3. In fact tables, numeric measurements can be left null because calculations like sums and averages will correctly handle it. Replacing null with a 0 would bias the average, for example.
Provide a Date dimension so that users can easily filter or group by date-related attributes. I like an easy way to access weekend vs. weekdays , the full name for days (Monday, Tuesday, …), months (January, February, …) or even quarters (2026 Q1, 2026 Q2, …) with a simple join. Even better if public holidays can be accessed or if dates important to the business can be retrieved. I have parsed and formatted dates countless times in SQL or Python, just to extract details like month names.
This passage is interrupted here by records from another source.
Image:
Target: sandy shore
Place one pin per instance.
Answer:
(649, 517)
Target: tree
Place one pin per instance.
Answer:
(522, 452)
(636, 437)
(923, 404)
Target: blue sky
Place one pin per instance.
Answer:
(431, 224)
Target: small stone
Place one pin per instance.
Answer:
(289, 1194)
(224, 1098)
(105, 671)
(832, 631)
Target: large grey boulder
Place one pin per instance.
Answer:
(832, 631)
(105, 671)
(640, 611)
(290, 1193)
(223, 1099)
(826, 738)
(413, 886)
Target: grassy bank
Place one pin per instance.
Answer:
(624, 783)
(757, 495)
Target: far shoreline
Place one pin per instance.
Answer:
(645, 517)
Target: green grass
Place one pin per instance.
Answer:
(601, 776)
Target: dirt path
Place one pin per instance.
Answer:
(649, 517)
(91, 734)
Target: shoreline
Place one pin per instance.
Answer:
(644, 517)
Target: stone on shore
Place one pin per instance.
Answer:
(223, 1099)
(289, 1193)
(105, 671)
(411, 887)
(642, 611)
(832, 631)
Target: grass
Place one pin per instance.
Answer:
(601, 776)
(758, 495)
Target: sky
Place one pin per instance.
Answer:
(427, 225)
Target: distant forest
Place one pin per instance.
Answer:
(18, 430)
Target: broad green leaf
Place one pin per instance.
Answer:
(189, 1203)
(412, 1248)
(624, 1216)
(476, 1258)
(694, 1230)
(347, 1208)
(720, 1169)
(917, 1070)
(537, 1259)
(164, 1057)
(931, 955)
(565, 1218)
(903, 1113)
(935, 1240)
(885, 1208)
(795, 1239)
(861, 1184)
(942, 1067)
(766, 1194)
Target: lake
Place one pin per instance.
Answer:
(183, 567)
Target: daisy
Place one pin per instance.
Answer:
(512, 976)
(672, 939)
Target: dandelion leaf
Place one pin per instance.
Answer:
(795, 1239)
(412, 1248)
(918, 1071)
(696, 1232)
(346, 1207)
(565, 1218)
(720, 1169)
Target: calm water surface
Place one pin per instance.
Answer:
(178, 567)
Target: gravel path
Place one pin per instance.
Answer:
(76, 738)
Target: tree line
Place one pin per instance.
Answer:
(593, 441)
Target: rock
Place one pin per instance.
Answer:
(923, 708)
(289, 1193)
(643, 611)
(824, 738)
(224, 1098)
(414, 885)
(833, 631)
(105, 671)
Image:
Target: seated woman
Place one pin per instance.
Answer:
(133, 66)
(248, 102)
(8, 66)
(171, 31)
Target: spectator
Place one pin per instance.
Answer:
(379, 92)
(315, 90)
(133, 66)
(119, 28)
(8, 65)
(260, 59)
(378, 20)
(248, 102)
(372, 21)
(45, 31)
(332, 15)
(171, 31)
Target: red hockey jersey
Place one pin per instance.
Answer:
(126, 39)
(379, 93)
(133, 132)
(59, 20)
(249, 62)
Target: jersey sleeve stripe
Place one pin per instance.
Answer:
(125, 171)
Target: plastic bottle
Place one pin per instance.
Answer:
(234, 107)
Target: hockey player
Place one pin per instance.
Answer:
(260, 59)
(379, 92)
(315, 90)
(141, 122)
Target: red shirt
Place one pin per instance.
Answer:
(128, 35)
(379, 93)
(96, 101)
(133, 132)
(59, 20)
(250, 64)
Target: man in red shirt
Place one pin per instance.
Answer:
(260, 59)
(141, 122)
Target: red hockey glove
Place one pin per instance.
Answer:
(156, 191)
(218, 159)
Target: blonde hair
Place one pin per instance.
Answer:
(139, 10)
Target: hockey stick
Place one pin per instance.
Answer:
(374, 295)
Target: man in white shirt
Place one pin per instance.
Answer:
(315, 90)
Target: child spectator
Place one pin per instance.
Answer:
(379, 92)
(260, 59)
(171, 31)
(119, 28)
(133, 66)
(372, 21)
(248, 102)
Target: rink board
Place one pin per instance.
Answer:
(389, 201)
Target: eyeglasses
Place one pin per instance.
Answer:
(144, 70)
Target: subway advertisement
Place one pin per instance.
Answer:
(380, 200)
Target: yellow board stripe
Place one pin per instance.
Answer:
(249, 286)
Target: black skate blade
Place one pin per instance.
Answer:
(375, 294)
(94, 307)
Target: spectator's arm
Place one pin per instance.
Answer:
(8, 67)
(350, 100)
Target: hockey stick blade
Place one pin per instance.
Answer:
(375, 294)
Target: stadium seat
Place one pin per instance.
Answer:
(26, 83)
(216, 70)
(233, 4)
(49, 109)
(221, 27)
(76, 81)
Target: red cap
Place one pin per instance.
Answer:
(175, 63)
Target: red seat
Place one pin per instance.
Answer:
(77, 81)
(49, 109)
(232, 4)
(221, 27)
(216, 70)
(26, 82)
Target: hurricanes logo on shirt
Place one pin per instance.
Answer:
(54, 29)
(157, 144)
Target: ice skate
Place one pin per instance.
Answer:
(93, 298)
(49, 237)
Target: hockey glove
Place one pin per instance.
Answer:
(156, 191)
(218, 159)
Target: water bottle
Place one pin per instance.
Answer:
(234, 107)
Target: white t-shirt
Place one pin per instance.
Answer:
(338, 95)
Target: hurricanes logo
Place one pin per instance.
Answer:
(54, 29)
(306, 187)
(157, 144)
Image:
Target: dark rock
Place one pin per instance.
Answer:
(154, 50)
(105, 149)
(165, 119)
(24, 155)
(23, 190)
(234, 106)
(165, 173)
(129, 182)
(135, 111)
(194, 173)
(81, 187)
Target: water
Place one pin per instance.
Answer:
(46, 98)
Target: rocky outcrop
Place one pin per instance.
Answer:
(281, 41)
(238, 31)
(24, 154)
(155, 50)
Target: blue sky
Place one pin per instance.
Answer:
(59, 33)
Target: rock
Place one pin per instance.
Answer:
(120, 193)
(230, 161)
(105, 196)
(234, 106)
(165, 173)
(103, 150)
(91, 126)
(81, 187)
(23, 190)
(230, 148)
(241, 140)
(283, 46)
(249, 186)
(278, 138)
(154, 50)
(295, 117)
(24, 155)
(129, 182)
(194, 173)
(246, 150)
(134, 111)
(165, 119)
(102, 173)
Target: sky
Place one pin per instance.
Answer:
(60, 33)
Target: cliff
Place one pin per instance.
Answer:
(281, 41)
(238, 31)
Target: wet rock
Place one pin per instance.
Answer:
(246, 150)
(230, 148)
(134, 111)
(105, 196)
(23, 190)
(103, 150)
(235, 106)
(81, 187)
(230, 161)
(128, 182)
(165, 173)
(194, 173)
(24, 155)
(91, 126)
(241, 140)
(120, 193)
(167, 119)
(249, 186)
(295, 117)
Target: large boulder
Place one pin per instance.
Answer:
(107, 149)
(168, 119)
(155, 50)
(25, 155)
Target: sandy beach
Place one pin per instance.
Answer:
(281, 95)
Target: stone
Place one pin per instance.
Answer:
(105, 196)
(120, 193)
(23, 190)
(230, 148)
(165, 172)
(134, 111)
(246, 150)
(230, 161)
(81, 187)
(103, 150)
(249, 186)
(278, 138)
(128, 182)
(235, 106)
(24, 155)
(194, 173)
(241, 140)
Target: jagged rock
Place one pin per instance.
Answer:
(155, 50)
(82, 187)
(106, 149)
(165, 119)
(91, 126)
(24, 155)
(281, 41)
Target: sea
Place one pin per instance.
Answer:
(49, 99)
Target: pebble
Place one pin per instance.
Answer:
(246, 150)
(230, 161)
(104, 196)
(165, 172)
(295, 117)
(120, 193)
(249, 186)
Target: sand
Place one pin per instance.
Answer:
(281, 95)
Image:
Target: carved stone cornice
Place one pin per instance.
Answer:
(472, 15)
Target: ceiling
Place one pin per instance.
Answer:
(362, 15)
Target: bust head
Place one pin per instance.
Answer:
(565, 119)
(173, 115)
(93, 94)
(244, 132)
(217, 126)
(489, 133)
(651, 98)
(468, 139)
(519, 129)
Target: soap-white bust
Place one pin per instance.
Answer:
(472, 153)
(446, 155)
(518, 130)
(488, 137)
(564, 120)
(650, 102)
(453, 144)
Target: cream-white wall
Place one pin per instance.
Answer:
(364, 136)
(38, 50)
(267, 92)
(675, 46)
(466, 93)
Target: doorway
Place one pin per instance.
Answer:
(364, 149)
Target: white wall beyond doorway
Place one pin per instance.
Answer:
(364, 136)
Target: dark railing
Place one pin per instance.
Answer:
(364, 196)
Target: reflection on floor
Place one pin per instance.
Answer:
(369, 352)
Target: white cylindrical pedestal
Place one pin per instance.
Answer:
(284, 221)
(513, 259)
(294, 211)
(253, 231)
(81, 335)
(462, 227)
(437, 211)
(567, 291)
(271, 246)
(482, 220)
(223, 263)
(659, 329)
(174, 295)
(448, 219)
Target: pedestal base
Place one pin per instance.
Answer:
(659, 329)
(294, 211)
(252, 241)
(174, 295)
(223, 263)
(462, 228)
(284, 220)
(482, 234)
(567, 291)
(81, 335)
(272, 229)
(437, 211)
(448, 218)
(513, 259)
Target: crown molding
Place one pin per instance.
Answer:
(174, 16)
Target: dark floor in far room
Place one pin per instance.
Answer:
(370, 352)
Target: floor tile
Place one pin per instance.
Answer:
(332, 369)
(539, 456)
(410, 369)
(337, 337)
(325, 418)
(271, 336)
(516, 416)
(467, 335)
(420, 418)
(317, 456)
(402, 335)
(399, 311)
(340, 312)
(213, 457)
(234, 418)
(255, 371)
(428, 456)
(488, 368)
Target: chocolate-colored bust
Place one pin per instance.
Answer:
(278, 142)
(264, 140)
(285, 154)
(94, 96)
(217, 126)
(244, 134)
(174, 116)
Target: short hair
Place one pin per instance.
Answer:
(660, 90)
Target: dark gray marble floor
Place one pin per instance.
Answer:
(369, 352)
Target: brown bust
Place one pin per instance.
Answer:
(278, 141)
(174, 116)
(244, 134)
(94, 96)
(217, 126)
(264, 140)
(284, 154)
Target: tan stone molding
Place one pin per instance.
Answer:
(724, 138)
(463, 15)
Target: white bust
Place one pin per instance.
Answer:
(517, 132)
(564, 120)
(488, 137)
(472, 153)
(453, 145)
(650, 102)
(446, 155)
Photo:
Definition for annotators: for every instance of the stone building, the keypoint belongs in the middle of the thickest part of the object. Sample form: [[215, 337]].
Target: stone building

Finally, in the last chapter of the book, the authors focus on the implications that big data has on data warehouses and ETL systems. While doing so, they write “Add value to data as soon as possible”:

You should apply filtering, cleansing, pruning, conforming, matching, joining, and diagnosing at the earliest touch points possible. […] Conforming takes the active step of placing highly administered enterprise attributes into major entities such as customer, product, and date. The existence of these conformed attributes allows high value joins to be made across separate application domains. A shorter name for this step is “integration!” Diagnosing allows many interesting attributes to be added to data, including special confidence tags and textual identifiers representing behavior clusters identified by a data mining professional.

In my experience, data science teams often extract data from the warehouse, create insights in silos, and rarely return those insights to the warehouse. As a result, teams often duplicate work in silos or get stuck because they cannot reproduce time-intensive research or advanced data science. I appreciate the idea of enriching data as early as possible, especially by integrating results from company-wide data mining activities.